This year’s Summit girls soccer team is not the same squad that reached the Class 5A state semifinals in 2016. It is not the same team that won four straight state titles from 2012 to 2015.

But Storm coach Jamie Brock knows the teams on their schedule do not see it that way.

“We always have a target on our back. We played Marist, and we lost, and Marist is going crazy,” Brock said during a practice at Cascade Indoor Sports gym last week, referring to a 3-1 defeat in Eugene in August. “This is going to be our reality. It doesn’t matter who we graduate. Everybody’s still going to call you Summit, so how do we rise to that challenge? And it’s frightening for some (players), and I think others are ready to step up to it.”

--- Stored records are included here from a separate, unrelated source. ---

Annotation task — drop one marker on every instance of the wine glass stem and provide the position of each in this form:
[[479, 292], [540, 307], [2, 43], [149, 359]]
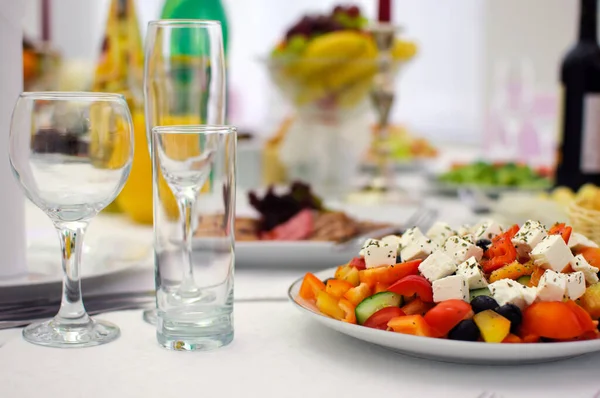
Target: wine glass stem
[[71, 236], [186, 209]]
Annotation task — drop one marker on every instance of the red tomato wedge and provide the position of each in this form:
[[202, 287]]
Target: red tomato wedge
[[390, 274], [591, 255], [380, 319], [413, 284], [585, 320], [500, 253], [562, 230], [311, 285], [552, 319], [358, 263], [411, 324], [447, 314]]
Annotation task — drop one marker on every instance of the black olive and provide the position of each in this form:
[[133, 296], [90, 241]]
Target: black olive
[[512, 313], [466, 330], [483, 243], [482, 303]]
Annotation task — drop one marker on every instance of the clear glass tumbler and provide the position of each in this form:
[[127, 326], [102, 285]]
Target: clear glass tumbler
[[194, 210], [71, 153], [184, 78]]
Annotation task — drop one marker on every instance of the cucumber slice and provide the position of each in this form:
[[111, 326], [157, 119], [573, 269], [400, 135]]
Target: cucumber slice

But nearly a month into the season, Brock said she still is not sure who will step into which roles on the reset Storm, who open Intermountain Conference play at Bend on Sept. 21. Like many other teams across Oregon, poor air quality caused by wildfires has wreaked havoc on Summit’s schedule, canceling jamborees and nonconference games and relegating practices to indoor facilities.

“I’ve never seen a season start like this,” said Brock, who is now in her 13th season as Summit coach. “When Summit’s field was all sunken in (in 2007-08), we practiced out at Sky View (Middle School), but we were still practicing outside. We’re playing indoors, and with a whole big group. We haven’t even looked at system of play, because we aren’t getting out on a field enough.”

In addition to renting time at an indoor field, Brock said the team has also practiced in the ­Summit hallways. Once, when even the air quality in the school was too poor to practice in, she had the players send in cellphone videos of them practicing their touches at home.

“While I have a lot of talent, I don’t know, necessarily, who is ready to step up,” Brock said. “We really are looking forward to getting some more games under their belts. There’s always that transition when you lose really standout kids, for another kid to be like, whoa, do I get this moment? Is this my moment?”

The Storm have lost first-team all-state players Meghan Day and Camille Weaver as well as ­Anniston Ward, who was a first-team all-IMC player in 2016. Brock estimated that those three, as well as Megan Cornett, were responsible for 40 of the Storm’s 93 goals scored in 2016. That leaves a big hole — or a big opportunity — in the Summit attack.

“In past years, we’ve had these big goal scorers, and we don’t have that anymore necessarily, because they all graduated,” said Michaela Gorman, a junior who was named second-team all-conference as a sophomore. “We’re trying to figure out who has those roles and who’s going to play where, so I’m getting shifted around a little bit right now.”

Gorman, who was on the Storm’s 2015 championship team as a freshman, said she and her teammates are still smarting from a 4-3 loss to Silverton in the state semifinals last November.

“They developed a legacy, and it’s heartbreaking to break that legacy,” Gorman said, referring to Summit players who won four straight state titles. “But sometimes you need to lose to kind of, like, get a sense of reality. Yeah, we are Summit, but we have to work for it. So I think it’s like a restart for us. And I think we can still get there.”

Like Gorman, senior goalkeeper Capra ­Williams said she started turning her sights to the 2017 season the day after the Storm’s semifinal loss.

“For goalkeepers, especially, we call it three-second memory: we lost, but now’s the time, get up off the ground, buck up and keep on going,” Williams said. “I’m glad we have another season to play for us seniors, and we better dig in and make the best of it. It might be a state championship, and that would be really cool. And if it’s not, we’re going to go out doing all we can to get there.”